Das Schlimmste an dieser Erklärung war, dass sie so ruhig klang, als sie das sagte. So als würde sie nur reine Fakten wiedergeben, und nicht so als würde sie gerade einen vollkommenen Nervenzusammenbruch erleiden.
„Sara, das Todestotem war von sich aus korrumpiert, es hat dich beeinflusst, nicht umgekehrt!", belehrte Ray sie.
„Du weißt nicht so viel über mich, wie du denkst, Raymond", gab Sara nur zurück. Dann runzelte sie die Stirn und sah irritiert über Rays Schulter hinweg. „Was soll das werden, Gary?!"
Ray drehte sich um und erblickte Gary, der sich die Hand vor die Augen hielt und ziellos durch den Gang irrte. „Gary?", wunderte er sich.
„Kann ich die Hand wegnehmen? Sind alle angezogen?", wollte Gary wissen und blickte sie dann an, „Ich wollte nur sichergehen, dass ich nicht reinplatze, während Direktor Sharpe und Sie…"
Sara stöhnte und Ray grinste. Ob das schon passiert war?
„Was bringt dich her, Gary?", wollte er von dem anderen Omega wissen.
„Oh na ja, ich bin auf der Suche nach Direktor Sharpe. Sie ist jetzt schon ziemlich lange weg", erklärte Gary, „Ich musste ihr Unterschrift bereits dreimal fälschen, und wenn ich mich nicht mit einer Perücke für sie ausgeben will, dann weiß ich nicht, was ich noch tun soll um zu verbergen, dass sie nicht da ist."
„Gary, Ava und ich haben uns getrennt", informierte Sara den Agenten.
„Was? Wirklich? Wann war das denn?", wunderte sich Ray.
„Was? Nein! Ich habe euch beide doch so sehr geshippt!", jammerte Gary.
„Als du dich erholt hast., Ray Und das tut mir sehr leid für dich, Gary", meinte Sara zu den beiden, „Können wir jetzt vielleicht…"

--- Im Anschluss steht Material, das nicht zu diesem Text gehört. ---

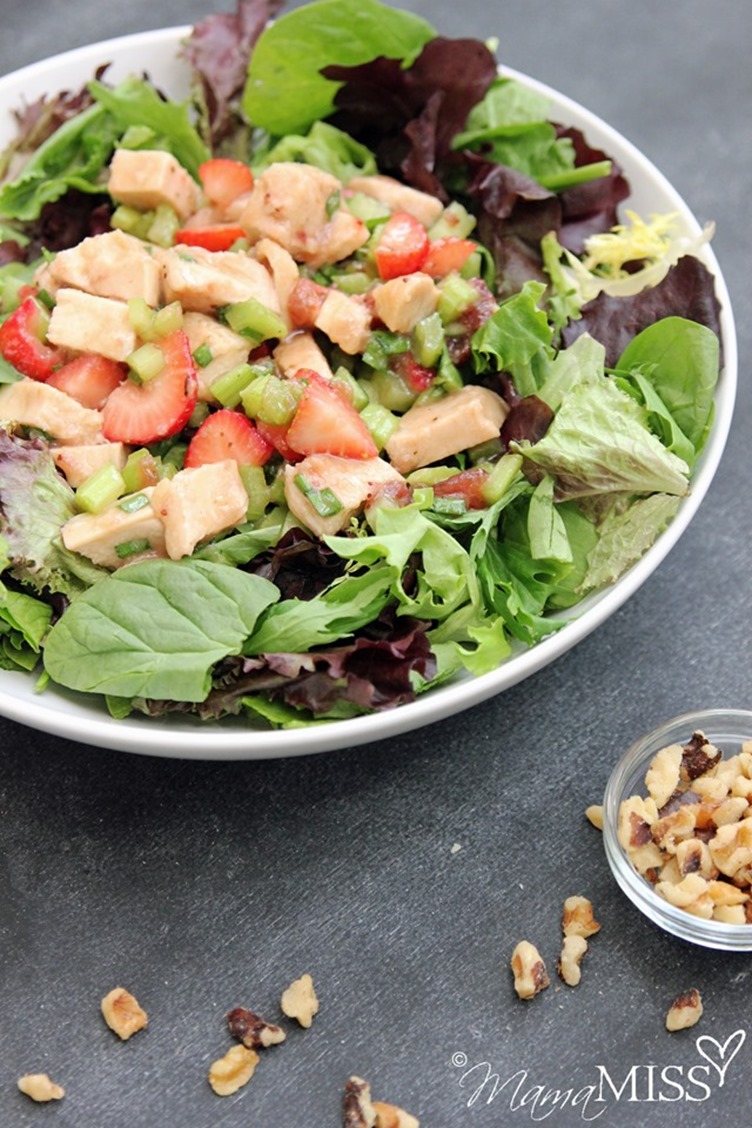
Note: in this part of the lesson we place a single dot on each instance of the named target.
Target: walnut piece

„Aber, Moment mal, wenn sie nicht hier ist, wo steckt Direktor Sharpe denn dann?", fragte Gary besorgt, und Ray wusste mit einem Mal, dass Sara die Waverider zwar schon vorübergehend verlassen würde, aber auch, was sie tun würde, und dass er mit ihr gehen würde.
A/N: Nun kennt ihr also Rips Plan mit Ava, den er wieder verworfen hat.